Returning the economy to pre-Covid-19 growth levels requires more funding, and analysts expect the finance minister to have a tough time convincing Parliament to avail the money in fiscal year 2022/2023.

Parliamentarians question if the money reached the beneficiaries, and have asked the executive for accountability of the Ush558.1 billion ($156.8 million) appropriated for re-capitalisation of Uganda Development Bank as a stimulus package.

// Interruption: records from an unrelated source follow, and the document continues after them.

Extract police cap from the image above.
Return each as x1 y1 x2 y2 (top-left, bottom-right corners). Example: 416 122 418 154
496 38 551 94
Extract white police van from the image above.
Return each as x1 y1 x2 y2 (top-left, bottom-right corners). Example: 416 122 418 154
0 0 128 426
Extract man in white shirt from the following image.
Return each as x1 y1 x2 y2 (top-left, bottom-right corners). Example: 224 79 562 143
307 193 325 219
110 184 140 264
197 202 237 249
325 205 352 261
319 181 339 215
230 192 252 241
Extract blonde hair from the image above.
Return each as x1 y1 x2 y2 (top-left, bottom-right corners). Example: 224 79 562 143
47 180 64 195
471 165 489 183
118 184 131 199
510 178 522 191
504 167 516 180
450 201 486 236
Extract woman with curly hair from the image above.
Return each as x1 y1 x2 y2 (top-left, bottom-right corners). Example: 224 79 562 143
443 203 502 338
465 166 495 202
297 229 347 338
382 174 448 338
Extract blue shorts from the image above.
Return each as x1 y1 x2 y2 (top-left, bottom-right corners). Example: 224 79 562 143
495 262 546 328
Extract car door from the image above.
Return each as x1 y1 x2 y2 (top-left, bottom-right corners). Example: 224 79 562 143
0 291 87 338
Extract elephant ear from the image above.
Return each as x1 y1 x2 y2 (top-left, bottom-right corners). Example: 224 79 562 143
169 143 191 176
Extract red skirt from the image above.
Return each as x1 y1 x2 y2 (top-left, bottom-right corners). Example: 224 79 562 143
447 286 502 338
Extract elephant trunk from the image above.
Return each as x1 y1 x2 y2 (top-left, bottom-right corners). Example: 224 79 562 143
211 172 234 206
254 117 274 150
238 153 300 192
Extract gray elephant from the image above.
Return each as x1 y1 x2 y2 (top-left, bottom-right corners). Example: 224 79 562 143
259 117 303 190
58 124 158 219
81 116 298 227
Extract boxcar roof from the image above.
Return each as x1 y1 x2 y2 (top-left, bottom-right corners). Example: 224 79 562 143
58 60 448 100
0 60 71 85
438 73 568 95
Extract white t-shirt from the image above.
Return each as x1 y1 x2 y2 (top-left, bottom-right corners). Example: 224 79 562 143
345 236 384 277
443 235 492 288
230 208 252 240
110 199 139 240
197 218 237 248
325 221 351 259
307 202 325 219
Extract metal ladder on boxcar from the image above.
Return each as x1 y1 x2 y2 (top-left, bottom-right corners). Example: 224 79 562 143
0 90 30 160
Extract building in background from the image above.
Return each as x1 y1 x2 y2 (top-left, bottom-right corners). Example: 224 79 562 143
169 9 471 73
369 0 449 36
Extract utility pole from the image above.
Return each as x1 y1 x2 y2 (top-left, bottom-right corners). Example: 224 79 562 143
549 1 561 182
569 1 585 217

The lawmakers have also asked for a list of the beneficiaries of Ush77.7 billion ($21.8 million) for Sacco support allocated to Uganda Microfinance Support Centre, Ush260 billion ($26 million) to Emyooga, and Ush130 billion $36.5 million) to the Youth Fund.

Data from the Ministry of Finance shows that the GDP growth, which had hit 6.3 percent in the fiscal year 2017/18, reaching an eight-year high of 6.4 percent in 2018/2019 dropped to three percent in 2019/2020 then picked up marginally to 3.3 percent in 2020/21.

Uganda is also grappling with a slowdown in both private and public investment, a drop in exports into the region, and a trade deficit which is putting pressure on foreign reserves.

Uganda’s export to East African Community (EAC) members states for the full month ending August 2021, dropped to Ush380.6 billion ($107.13 million) compared to Ush536.8 billion ($150.98 million) in July, a 29 percent reduction.

The slow economic activity in Uganda has also impacted domestic revenue collections with taxman missing targets, putting Uganda in difficult position to financing its development plan with shortfall.

For example, in 30 days to September 2021, data from Ministry of finance shows that domestic revenue collected was Ush1,538.39 billion ($432.7 million) representing an 88.6 percent performance against the Ush1,736.34 billion ($488.4 million) target and therefore a shortfall of Ush197.94 billion ($55.6 million) in September this year.